È facile prevedere una obiezione: la costituzione prevede l’obbligatorietà dell’azione penale. È vero: l’articolo 112 prescrive incisivamente che “il pubblico ministero ha l’obbligo di esercitare l’azione penale”. Ma questo non rappresenta un paravento costituzionale per promuovere sempre e comunque, con atteggiamento accusatorio, un processo. Nel senso voluto dall’assemblea costituente significa che il pubblico ministero, contrariamente a quanto avveniva nel precedente ordinamento, non può archiviare gli atti senza chiedere la verifica del giudice, ad evitare il rischio di una sua omissione strumentale. E la richiesta di archiviazione del pubblico ministero, quando la notizia di reato si rivela scarsamente consistente, non è una manifestazione di debolezza o di incuria nelle indagini, bensì di professionalità e senso di giustizia. Non significa, quindi, lasciar correre e non perseguire i reati, ma rendere efficace la persecuzione dei reati, evitando di disperdere risorse in azioni destinate a non portare ad alcuna condanna penale.

È anche vero che occorre fare attenzione alla formula della assoluzione. Se il fatto non sussiste o l’imputato non lo ha commesso, l’abbaglio del pubblico ministero riguarda lo stesso fatto materiale oggetto dell’accusa. Se il fatto non costituisce reato, l’errore è nella sua qualificazione come penalmente perseguibile, mentre può essere un fatto per il quale vi può essere una responsabilità amministrativa o politica. Ma in questo caso la supplenza della giurisdizione penale, che agisce per l’inerzia di altre istituzioni, manifesterebbe una distorsione nello svolgimento della diverse competenze.
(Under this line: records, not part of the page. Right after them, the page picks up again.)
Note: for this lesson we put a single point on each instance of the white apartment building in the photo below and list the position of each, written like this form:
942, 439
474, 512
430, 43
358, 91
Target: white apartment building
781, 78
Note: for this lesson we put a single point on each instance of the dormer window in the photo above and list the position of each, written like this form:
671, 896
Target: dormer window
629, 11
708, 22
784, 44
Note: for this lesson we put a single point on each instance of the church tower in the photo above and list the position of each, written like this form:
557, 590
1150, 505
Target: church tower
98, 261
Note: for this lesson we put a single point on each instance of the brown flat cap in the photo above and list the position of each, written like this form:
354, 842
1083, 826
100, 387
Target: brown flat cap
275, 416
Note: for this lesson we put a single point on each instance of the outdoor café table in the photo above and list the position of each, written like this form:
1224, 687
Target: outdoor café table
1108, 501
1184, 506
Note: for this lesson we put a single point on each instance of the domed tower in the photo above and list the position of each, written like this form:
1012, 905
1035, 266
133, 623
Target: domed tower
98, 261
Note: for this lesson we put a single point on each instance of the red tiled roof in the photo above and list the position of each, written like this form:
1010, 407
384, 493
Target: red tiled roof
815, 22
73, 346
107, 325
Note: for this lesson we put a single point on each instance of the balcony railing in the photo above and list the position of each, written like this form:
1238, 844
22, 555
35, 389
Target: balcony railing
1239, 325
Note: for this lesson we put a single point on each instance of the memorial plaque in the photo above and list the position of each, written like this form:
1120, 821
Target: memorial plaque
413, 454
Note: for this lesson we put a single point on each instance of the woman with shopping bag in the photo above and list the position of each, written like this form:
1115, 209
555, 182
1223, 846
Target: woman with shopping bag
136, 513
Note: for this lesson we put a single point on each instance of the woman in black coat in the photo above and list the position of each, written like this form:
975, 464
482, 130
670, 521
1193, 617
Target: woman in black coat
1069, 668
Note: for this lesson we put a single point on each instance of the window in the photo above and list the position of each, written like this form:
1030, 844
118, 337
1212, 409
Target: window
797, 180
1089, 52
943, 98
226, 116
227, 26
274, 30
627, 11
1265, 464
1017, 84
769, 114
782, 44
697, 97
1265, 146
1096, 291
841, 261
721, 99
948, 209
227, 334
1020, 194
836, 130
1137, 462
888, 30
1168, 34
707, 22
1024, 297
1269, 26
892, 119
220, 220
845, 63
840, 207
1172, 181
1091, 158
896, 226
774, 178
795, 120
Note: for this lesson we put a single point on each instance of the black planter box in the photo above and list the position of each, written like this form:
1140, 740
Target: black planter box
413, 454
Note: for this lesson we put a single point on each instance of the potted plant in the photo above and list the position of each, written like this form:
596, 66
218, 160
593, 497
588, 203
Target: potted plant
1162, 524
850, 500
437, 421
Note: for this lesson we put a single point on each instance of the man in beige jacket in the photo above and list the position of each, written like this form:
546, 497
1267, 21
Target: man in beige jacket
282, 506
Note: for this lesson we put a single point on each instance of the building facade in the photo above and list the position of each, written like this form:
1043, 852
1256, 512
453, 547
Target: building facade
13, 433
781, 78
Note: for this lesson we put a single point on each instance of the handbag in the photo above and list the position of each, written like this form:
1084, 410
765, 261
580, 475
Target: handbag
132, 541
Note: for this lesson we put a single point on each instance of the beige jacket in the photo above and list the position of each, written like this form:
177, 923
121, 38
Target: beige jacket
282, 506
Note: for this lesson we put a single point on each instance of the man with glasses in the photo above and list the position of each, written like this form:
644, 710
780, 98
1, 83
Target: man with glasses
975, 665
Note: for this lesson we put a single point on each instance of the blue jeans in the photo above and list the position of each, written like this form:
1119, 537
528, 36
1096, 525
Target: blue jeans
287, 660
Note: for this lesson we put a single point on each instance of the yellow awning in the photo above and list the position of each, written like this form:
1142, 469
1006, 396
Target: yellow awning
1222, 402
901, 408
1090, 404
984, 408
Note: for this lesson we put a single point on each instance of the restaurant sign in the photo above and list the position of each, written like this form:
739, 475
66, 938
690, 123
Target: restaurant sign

Ciò non significa che vi siano altre situazioni, nelle quali non è in gioco la rappresentanza elettiva, ma la nomina a funzioni pubbliche politico-amministrative, come nel caso dell’assessore Muraro. L’esistenza di quello che in altri tempi si sarebbe chiamato un “carico pendente”, un procedimento penale in corso, tanto più se per reati che arrecano danno alla stessa amministrazione, può sconsigliare se non addirittura precludere la assunzione o il mantenimento della carica per la quale non vi è stata una investitura popolare.

Sullo sfondo rimangono i tempi lunghi giustizia. La ragionevole durata dei processi, che pure la costituzione prevede e che va valutata tenendo anche conto degli interessi istituzionali in gioco, imporrebbe un rapido accertamento della esistenza o meno di responsabilità penali quando le attese, e le incertezze che ne derivano, determinano effetti così negativi.